Tag: Altmetrics

  • Research Intelligence

    Research Intelligence

    This presentation reflects upon the report “Users, narcissism and control” from Paul Wouters & Rodrigo Costas (CWTS) [download Users narcissism and control]

    In this presentation we make the bold statement that research policy and reward system is build upon a very small and thin layer of information. Yet the full spectrum contains much richer information. This presentation explains how this rich layer looks like and what information it contains in different layers of abstraction, and how it connects with policy and decision making in the end. This is the business case for the Dutch goverment to introduce performance indicators.

    This presentation suggests that one can do more with these indicators, such as discovering trends, and making analytics. For example making correlations between the downloads and mentions about publications or scientific instruments increases the Shanhai-index by x% in two years time. This can make a shift policy for universities to invest more in open access and in marketing their projects better.

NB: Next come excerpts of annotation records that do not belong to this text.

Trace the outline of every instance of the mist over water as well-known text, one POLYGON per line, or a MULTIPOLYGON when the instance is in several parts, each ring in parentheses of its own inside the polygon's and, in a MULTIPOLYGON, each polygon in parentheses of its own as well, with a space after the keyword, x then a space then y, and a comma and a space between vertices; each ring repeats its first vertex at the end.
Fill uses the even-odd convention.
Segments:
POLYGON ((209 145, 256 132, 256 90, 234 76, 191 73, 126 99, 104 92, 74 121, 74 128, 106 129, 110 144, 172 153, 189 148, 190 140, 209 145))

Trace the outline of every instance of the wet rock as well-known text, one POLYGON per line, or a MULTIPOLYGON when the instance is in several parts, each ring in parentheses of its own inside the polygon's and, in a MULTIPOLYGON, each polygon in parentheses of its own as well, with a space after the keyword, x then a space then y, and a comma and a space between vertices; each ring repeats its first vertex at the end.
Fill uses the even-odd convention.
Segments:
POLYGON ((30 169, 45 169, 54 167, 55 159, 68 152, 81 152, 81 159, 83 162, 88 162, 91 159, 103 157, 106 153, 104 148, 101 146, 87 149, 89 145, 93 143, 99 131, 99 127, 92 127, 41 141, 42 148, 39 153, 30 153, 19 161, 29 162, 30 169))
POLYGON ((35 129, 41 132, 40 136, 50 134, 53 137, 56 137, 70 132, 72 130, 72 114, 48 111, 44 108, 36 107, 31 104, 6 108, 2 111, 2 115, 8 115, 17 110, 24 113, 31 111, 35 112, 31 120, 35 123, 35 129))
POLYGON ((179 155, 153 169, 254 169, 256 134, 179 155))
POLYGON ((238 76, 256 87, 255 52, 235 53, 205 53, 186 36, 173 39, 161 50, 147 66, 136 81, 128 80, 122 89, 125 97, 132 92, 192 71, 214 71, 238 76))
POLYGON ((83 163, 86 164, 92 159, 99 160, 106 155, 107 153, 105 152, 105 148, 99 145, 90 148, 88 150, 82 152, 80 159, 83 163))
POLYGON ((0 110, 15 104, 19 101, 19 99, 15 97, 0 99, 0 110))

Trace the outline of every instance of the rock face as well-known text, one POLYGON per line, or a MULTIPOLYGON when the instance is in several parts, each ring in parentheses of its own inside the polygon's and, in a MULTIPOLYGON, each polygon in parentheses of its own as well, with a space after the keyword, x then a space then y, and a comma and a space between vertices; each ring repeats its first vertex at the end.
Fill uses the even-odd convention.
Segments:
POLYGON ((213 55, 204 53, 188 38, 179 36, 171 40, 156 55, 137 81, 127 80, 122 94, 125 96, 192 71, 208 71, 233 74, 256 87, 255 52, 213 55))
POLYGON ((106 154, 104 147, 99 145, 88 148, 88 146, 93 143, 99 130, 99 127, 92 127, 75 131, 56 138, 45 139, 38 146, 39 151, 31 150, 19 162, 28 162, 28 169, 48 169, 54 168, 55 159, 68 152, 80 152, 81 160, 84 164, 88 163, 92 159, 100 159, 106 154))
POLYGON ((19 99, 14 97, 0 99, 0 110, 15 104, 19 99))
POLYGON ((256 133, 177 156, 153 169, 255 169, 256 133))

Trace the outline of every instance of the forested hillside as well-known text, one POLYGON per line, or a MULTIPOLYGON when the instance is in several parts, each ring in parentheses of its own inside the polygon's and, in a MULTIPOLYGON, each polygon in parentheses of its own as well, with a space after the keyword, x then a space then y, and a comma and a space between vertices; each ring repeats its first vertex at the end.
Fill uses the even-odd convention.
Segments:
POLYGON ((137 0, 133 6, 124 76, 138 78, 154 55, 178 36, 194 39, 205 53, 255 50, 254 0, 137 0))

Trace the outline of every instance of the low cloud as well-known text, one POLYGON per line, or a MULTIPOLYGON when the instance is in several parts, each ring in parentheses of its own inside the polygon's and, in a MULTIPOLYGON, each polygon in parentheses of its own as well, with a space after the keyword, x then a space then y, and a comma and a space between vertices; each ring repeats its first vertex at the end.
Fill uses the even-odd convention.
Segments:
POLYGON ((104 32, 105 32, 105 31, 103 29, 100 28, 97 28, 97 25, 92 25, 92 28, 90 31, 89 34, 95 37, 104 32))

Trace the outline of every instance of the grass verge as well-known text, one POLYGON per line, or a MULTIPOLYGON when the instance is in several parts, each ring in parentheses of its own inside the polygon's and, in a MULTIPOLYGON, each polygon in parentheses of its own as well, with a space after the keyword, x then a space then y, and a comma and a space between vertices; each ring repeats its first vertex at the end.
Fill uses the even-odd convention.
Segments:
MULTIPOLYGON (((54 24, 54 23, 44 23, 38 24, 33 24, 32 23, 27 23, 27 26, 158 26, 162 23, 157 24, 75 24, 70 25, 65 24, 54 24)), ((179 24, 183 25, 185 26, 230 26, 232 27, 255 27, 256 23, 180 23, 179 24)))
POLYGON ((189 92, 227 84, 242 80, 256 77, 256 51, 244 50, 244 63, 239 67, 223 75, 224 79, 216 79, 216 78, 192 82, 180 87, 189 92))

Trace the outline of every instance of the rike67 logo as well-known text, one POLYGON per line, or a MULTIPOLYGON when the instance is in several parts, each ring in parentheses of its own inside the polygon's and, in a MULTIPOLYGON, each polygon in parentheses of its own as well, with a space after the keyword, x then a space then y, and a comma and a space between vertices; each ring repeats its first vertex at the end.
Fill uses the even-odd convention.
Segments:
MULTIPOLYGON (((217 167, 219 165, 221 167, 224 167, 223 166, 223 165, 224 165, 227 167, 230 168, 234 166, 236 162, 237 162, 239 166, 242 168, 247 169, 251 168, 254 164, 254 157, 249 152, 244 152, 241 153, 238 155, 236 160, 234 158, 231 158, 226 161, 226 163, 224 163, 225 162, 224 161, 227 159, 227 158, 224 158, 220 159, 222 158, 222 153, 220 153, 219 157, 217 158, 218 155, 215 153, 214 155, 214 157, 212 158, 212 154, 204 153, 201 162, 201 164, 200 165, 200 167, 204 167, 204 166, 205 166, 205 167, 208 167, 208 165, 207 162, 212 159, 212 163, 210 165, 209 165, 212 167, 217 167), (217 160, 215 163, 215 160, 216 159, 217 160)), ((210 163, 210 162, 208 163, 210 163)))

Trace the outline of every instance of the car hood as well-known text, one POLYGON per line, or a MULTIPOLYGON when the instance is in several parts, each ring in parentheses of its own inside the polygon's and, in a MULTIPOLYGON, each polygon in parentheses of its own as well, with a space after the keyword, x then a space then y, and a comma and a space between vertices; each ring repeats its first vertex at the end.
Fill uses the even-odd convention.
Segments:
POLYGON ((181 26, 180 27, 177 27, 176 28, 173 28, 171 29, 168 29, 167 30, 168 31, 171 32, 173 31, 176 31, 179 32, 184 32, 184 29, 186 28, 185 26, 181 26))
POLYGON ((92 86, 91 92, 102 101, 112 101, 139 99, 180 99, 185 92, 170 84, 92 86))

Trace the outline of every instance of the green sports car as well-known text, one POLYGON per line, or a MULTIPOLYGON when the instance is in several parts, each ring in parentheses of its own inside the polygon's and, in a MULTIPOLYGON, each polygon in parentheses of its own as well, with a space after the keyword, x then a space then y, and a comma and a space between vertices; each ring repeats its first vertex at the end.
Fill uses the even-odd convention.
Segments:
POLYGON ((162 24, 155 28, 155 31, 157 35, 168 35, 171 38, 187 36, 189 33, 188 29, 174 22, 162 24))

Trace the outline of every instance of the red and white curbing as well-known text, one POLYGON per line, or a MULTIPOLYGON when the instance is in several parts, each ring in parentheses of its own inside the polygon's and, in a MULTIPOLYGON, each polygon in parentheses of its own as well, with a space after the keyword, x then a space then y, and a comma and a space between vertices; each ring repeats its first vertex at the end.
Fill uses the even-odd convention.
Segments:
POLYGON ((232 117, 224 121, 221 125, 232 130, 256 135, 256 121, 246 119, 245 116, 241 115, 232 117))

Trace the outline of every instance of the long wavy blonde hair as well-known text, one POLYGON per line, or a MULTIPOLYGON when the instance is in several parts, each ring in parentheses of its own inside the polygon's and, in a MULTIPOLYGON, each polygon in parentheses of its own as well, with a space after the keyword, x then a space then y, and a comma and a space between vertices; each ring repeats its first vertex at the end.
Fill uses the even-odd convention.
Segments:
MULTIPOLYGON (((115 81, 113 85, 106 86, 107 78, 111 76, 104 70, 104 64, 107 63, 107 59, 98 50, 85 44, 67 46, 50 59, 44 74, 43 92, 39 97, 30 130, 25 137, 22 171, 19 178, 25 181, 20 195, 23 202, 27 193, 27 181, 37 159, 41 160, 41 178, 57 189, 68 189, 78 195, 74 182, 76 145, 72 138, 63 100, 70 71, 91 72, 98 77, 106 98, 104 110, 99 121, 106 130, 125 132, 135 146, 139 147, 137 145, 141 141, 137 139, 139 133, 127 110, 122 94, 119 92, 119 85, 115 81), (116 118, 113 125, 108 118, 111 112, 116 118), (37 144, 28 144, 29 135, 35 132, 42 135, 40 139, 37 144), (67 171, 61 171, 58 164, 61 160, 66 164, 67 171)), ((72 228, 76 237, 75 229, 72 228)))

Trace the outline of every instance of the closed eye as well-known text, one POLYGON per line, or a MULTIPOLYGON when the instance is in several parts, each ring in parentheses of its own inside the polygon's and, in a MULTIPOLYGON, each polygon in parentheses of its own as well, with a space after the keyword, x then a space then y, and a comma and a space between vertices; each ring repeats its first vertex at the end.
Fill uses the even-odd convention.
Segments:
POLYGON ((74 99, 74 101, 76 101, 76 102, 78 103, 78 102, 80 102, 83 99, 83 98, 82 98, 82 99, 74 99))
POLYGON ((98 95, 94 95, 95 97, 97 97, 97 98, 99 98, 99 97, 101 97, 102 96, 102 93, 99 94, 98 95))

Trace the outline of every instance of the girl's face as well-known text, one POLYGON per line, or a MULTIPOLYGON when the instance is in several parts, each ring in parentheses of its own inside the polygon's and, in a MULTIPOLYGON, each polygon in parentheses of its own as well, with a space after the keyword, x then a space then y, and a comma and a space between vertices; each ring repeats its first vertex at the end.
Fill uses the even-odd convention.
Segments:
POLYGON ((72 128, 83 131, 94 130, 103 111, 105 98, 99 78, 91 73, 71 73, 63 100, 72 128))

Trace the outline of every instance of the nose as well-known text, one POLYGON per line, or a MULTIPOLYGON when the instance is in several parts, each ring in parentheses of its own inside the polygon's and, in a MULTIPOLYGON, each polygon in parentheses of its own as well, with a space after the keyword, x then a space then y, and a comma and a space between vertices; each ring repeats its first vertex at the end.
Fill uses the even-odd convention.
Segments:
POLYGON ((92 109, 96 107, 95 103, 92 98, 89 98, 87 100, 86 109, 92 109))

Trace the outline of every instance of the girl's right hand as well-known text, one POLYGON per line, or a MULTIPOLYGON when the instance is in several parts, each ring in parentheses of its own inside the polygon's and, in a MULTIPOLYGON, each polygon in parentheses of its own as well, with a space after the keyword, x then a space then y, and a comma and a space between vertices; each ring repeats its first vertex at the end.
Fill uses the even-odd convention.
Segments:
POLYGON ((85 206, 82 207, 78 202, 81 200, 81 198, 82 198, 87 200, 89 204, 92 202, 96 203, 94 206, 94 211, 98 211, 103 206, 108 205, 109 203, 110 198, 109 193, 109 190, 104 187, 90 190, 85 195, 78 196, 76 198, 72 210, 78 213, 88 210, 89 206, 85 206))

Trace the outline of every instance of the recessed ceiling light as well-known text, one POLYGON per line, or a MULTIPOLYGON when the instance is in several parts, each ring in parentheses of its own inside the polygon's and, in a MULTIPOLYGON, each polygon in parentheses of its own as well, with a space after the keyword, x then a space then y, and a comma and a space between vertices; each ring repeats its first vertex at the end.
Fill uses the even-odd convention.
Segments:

    To support this abundance of information and making cross-domain analysis, one needs a cluster of computing power, storage, and has to arrange licences. This can be done with an array of partners in the Netherlands, creating a middelware infrastructure for Research Information (RI). Universities and research institutes who want to use this RI-middelware infrastructure (RIMI) can subscribe. The RIMI provides raw output and calculated output for services to draw from, services used by the subscribers. These services can be for example, a research information dashboard for individuals, for institutions, for funders and for ministries. It can be used in services that want to visualise semantic-web like relations of the academic information domain. It can be use for resolution mechanisms, research portals, catalogue search systems, etc. The main point is that all these services easily can be build, because the information openly available, in machine reabable formats based on internationally accepted standards so that developers can work with it right away. The information comes from trusted sources, and is as clean as possible, to reduce the noise amplification in the processes later on when the data is compared, combined, calculated and correlated.

    2012 12-12 research analytics – idea from maurice.vanderfeesten

    Disclaimer: This presentation is just an idea, and it contains organisations in fictional situations. It is a proposal, and does not reflect the current situation.

  • Article Level Metrics

    Article Level Metrics

    In response to Martin Fenner’s interview with himself.

    Hi Martin, I’ve got the link of you Blog Post from Najko Jahn – Bielefeld University. I wish you all the best at Plos-One ALM.

    Just for you to know as technical lead: DFG (DE), JISC (UK), DEFF (DK) and SURF (NL) worked together on guidelines for exchanging article level metrics in a transparent manner. The reason to do this is to be able to compare the statistical usage data that comes from various distributed locations, eg. repositories, but also publishers in the future. You might want to look at these KE Guidelines for the aggregation and exchange of Usage Data .
    Dutch repositories already aggregate the Article Level Metics from each repository, and can create a National overview of this data. The EU project OpenAIRE also use these guidelines for Europe-wide data exchange on these metrics. A neat thing is that the Article data can be aggregated on Author level once you know the Author ID. This is being tested in NARCIS right now, results look great.

    Plos-One ALM has been a great source of inspiration and motivation for these kind of projects, so keep up the good work!